I was reading the CrimeLibrary about the infamous serial murder Belle Gunness.
For those who don’t know she had a farm and used personal ads in the early 1900s to get men as suitors or laborers. Then she for various reasons killed, them. She also killed her daughter.
Anyway the last she was seen was a huge fire at the farm which burned down the house and the thing is the woman found in the house was said to be Belle, so the cops kind of let it drop. Remember this was the early 1900s so there was no modern forensics.
But the woman had no head, the woman found was not the same shape as Belle and many people think she found a lady, killed her cut off her head and then burned her own place down to make it look like a suicide and then left for California.

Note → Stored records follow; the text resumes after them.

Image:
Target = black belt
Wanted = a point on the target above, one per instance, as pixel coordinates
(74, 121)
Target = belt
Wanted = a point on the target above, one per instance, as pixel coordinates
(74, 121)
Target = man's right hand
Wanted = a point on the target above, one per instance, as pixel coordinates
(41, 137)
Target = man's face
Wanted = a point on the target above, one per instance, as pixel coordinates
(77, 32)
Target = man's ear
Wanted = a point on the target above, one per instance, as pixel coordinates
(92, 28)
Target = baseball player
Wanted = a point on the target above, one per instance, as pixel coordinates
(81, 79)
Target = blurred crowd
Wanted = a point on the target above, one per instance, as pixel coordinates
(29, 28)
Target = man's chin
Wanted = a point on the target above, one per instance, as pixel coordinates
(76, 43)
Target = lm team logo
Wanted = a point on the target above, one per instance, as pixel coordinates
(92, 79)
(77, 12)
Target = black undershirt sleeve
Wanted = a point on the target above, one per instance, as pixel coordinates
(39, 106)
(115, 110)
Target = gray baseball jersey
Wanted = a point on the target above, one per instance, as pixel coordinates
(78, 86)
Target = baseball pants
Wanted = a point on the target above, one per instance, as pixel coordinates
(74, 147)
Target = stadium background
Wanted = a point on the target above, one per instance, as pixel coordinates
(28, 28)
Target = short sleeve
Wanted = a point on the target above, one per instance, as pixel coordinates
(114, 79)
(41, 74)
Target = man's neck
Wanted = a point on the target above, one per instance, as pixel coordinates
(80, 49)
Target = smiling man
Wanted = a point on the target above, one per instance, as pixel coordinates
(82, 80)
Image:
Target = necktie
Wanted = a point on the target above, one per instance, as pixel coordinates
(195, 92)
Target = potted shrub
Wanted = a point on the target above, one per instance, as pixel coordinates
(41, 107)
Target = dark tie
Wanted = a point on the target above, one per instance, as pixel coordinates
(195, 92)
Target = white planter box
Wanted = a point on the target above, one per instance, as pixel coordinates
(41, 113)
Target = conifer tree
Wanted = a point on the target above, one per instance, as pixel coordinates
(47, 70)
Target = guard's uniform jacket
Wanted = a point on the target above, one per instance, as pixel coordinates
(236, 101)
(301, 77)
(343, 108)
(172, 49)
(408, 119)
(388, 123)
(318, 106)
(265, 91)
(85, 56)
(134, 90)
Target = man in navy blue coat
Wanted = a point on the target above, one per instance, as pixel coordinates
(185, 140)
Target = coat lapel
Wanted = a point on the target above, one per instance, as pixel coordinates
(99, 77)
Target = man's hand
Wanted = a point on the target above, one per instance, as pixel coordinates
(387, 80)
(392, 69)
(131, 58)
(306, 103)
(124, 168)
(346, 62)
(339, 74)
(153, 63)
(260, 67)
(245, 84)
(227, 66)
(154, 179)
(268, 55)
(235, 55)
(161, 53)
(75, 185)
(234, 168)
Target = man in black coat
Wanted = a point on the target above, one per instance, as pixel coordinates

I read in another article years later a woman matching Belles description was seen in California. She died and was buried.
My question is would anyone have the authority to dig up the corpse of this supposed woman and try to use modern forensics to see if that really WAS Bell Gunness?
I mean try to match the DNA (if any) to any of her relatives still alive, to see if the woman in California was Belle?
I guess the real question is, even if they couldn’t do that with DNA who would have the authority to make such a request seeing as the crime is so old. I am not really asking if it’d work but who has the authority to open old cases like this, that don’t really matter except as a historical curiosity?
I’d think that funding would be the big problem. It would be pretty expensive to exhumate the body, get DNA samples processed and find relatives for comparison and to what end. There’s no payoff and the local taxpayers would probably be a bit unhappy w/ having their money spent on something that acheived no end.